F. Oulette wrote:
>>but I agree with you that it should be somewhere in the genome
If the genetic data are correct, the gene should be located on the
right arm of chr. IV.
We knew the fact that ZIP1 was not on the sequence released (Francis,
it is easy to test this without GenBank annotation!). One lab is already
looking into the matter. Due to the described effects of the disruption
the fact that we don't find ZIP1 or a closely related gene is puzzling.
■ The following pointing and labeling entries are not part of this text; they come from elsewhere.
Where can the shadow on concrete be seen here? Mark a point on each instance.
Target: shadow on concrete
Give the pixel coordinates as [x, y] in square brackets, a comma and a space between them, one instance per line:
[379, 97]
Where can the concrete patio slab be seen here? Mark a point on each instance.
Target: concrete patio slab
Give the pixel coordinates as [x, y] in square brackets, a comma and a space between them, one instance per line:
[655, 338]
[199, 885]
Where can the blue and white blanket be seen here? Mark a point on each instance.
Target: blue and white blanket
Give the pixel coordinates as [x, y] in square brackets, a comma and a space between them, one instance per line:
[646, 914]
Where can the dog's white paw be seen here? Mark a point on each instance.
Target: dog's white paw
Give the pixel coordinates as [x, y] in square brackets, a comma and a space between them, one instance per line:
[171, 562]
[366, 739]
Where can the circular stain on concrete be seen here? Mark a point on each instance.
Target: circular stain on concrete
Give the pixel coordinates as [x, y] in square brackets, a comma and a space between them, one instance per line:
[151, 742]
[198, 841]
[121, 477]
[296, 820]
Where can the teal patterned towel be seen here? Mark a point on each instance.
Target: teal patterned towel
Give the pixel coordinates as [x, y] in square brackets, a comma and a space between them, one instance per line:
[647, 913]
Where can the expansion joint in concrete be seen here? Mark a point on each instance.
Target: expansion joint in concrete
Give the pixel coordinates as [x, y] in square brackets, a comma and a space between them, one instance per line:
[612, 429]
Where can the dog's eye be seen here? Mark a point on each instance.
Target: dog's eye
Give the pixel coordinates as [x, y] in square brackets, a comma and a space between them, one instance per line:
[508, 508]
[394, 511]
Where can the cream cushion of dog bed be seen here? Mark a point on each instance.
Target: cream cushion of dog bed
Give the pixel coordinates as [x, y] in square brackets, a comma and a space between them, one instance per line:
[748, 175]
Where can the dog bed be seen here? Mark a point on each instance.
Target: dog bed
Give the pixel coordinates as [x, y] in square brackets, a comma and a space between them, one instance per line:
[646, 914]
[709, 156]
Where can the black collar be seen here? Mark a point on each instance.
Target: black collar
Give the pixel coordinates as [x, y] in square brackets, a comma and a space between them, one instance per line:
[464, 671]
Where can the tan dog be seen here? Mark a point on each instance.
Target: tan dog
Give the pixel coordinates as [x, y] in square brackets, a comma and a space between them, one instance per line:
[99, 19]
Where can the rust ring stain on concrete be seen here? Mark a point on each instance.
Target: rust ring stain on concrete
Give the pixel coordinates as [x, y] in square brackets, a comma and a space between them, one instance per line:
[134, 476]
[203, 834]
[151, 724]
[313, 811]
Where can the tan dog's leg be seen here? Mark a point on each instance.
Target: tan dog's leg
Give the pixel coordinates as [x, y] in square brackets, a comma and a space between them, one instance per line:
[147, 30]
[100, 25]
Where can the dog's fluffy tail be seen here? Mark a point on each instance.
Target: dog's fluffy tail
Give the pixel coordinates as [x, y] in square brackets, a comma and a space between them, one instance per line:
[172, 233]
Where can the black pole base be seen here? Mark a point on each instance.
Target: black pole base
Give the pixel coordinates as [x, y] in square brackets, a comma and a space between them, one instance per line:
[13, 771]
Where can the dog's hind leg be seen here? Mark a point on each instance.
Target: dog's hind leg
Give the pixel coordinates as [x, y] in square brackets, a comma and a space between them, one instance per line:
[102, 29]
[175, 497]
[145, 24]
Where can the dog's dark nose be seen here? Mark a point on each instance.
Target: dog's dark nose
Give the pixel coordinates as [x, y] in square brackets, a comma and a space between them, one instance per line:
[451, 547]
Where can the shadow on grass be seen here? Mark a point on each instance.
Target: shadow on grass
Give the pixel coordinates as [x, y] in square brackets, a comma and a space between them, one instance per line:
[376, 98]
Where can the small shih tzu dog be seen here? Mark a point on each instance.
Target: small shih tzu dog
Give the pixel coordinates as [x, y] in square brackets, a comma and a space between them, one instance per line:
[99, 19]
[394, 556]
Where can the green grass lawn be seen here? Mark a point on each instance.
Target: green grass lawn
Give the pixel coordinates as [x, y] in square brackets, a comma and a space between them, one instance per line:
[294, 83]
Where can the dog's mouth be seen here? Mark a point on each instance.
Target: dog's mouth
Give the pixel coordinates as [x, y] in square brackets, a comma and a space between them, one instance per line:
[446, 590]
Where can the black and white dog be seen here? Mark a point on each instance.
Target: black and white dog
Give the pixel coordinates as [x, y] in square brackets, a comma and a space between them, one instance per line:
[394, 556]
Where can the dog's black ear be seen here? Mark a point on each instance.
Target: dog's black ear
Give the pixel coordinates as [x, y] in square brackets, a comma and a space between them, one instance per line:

Also SUC2 is not found on the genome but this fact can be explained by
strain variations.
The 'updates and corrections to come' are well expected. Detailed
investigations on CHRXI have shown that the expected error rate is
around 3 errors/ 10kBases (with a majority of frame-shifts). We can
expect 3000 errors in the sequence. However, if one compares the results
of the systematic sequencing effort to the earlier published sequences,
the error rate is significantly lower (strain differences
may be responsible for some of the differences, but the 'old' sequences
show at least 2 times more errors). Unfortunatly we have to live with
unreliable information in the nucleic acid databases. Despite the 99.7%
of bases that are correct, we cannot distinguish the bad from the good.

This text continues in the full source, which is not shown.